And the sudden, robust discussion of the possibility of actual fisticuffs kept Wilder from anything like nerves the rest of the way to the courthouse.

Once there, Knox took it upon himself to go and clap both Tennessee and Dallas on the back, loudly calling them brother right there on the street with an ear to ear grin that made them both look murderous.

Harlan stood with Kendall’s hand tight in his, looking amused. Zeke, Wilder couldn’t help but notice, looked distressingly smug. And awfully chipper for a dying man.

But all of that faded away when he saw Cat.

She was the most beautiful woman he’d ever seen in all of his life. How had he ever thought about anything else when he was near her?

Today she wore a simple dress that he noted was not red, but more of a cream. She held a bouquet of bright, happy flowers in her hands, but he couldn’t have identified them if his life had depended on it. There was only her.

He took her hand when she walked to him smiling, and he forgot about everyone else.

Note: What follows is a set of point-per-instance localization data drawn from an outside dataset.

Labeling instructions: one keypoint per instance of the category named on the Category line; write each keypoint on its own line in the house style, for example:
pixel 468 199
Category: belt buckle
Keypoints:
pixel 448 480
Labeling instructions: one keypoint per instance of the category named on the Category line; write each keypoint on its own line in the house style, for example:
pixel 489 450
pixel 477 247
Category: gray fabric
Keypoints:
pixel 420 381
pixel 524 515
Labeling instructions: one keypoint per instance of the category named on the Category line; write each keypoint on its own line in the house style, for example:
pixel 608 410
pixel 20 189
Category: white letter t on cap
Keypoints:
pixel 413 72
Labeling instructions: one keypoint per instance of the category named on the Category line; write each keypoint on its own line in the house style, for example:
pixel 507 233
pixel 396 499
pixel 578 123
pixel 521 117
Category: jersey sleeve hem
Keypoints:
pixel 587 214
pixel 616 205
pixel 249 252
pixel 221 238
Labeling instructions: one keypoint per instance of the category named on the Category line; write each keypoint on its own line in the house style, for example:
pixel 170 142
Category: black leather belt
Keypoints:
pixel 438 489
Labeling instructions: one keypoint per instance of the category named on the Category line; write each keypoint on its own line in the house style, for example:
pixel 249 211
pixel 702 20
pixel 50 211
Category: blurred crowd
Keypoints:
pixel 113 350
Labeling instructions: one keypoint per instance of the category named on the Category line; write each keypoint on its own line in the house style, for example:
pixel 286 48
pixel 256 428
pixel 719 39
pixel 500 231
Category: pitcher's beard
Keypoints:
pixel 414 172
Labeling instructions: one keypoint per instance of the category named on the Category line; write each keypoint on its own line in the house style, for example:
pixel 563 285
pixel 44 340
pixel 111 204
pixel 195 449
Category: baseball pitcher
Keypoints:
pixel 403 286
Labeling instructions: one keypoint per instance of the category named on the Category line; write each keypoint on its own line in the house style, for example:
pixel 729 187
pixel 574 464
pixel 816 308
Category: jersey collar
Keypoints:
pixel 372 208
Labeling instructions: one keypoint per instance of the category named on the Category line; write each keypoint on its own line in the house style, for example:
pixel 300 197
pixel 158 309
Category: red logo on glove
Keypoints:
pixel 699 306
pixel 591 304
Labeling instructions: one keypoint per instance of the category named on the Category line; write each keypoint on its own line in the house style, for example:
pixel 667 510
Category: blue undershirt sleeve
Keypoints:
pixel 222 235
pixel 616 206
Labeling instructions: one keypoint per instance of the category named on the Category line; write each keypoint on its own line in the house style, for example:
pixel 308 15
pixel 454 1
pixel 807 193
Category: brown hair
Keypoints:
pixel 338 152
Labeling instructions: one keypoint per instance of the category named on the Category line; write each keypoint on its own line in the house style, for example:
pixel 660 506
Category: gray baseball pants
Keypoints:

He didn’t care about the glares he was getting from her brothers. He didn’t care about the speculative looks he was getting from his. He was happy that her mother didn’t look upset, but the truth was, he wouldn’t have cared if she had.

He took her hands in his and he played with the ring he’d put there. The moonstone gleamed. The diamonds sparkled. But nothing shined the way Cat did.

It seemed to take a lifetime before they were in front of the judge.

And Wilder liked to pretend he wasn’t an introspective man, but he was. And he knew his failures far outnumbered his strengths.

He knew that Cat deserved better.

But when the judge asked him if he would take her as his lawfully wedded wife, he didn’t have to think. He said, “I do.”

And maybe there was a part of him that hoped as much as feared that she would call it off, there at the end.

But she didn’t.

“Do you, Catalina Lisle, take Wilder Matthew Carey to be your husband?” the judge asked her. “From this day forward, to honor and cherish him, in sickness and in health, for richer or for poorer, and will be faithful to him as long as you both shall live?”

And that aching in him took over the whole of his body, then, but it was as he’d told Ryder. It was like he was suspended between the sky and that water, because her eyes were so damned blue.

And when he looked at her, every time he looked at her, that was what it felt like.

Like flying.

Like he could stay there forever, and should.

And so, after she whispered, “I do,” looking straight at him, he got to hold her hands in his. He got to wear the ring she’d brought for him.

And there, before all of their families and in spite of the long-running blood feud between them, he kissed his bride and made her his wife.

Even though he knew that if he really was any kind of a decent man where it counted, or at all, he would have cut her loose instead.

Chapter Ten

After the ceremony,Wilder drove them back up the mountain. Cat used this as an opportunity to mount an argument that he could simply pull off somewhere so they could finally—finally—have sex.

“If I wanted to have sex with you in this truck,” he drawled, seeming maddeningly calm, “I would have done it already. And not when the entirety of Cowboy Point is waiting for us.”

“Who cares if they’re waiting for us? What does that matter?”

Her whole body seemed to be conspiring against her. The wedding had been a straight shot of exhilaration. Was she nervous? Was she apprehensive? Was she so excited that the blood in her veins felt carbonated? She had debated that very thing all the way down from Cowboy Point, singing along to the songs her mother played to set the mood, as she’d put it.

Then Cat had seen him.

Wilder had been standing apart from all the others, waiting. She’d found his gaze the moment she’d climbed out of her mother’s truck, and she’d known. That this wedding was only a formality. That she had already decided. That her body and blood and heart and soul had been his since the start.